Specialists Kristine MacDonald and Stan Schmick from Bronze Age Foundry made the structural repairs and completely refinished the soldier and sailor statues of the monument.

It’s looking as good as new. Phase II of the World War I monument restoration at the Mohave County Courthouse in Kingman is complete.

“The monument has now been fully restored to its original condition and the dignity it deserves. The result is stunning!” said Az MODD Charities Director Bob Wallace. The group led the effort to collect donations to bring the monument back up to snuff. A machine gun replica between the two figures has been stolen and the stuatues themselves were deteriorating.

“The people of Mohave County who all came together to fund this restoration work have demonstrated that they recognize and will not forget those who served in World War I to protect our freedoms,” Wallace said.

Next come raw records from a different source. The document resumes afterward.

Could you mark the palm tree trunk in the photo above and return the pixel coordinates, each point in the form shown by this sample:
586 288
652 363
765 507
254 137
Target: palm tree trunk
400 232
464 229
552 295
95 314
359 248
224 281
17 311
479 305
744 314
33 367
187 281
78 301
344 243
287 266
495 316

Phase I of the project was completed over the summer when the missing machine gun was replaced with a bronze replica along with landscaping, surveillance and lighting improvements. During that process, it was discovered the statues had major structural cracks that would require additional repairs. Attempts to remove accumulated alkali and silicon deposits on the monument needed some additional attention.

For Phase II, substantial wooden scaffolding was erected around the monument to allow access for the delicate refinishing work.

The Bronze Age Foundry in Prescott brought the monument back to its former glory.

Metal chasing specialists Kristine MacDonald and Stan Schmick from Bronze Age performed their magic as they made structural repairs and refinished the two statues of the monument. It involved removing and cleaning 90 years of accumulated natural debris, alkali from landscaping over-spray and natural aging of the copper metal to reveal the intricate details of the sculptures. The pair then applied a series of nitrates and other chemicals to create a patina finish identical to the original when the monument was erected in 1928.

The bronze and pressed copper sculpture was designed by E. M. Viquesney. It was rededicated on June 29 during a street party in Kingman. The date was chosen to coincide with the 101st anniversary of the mostly forgotten World War I Battle of Belleau Wood in northern France.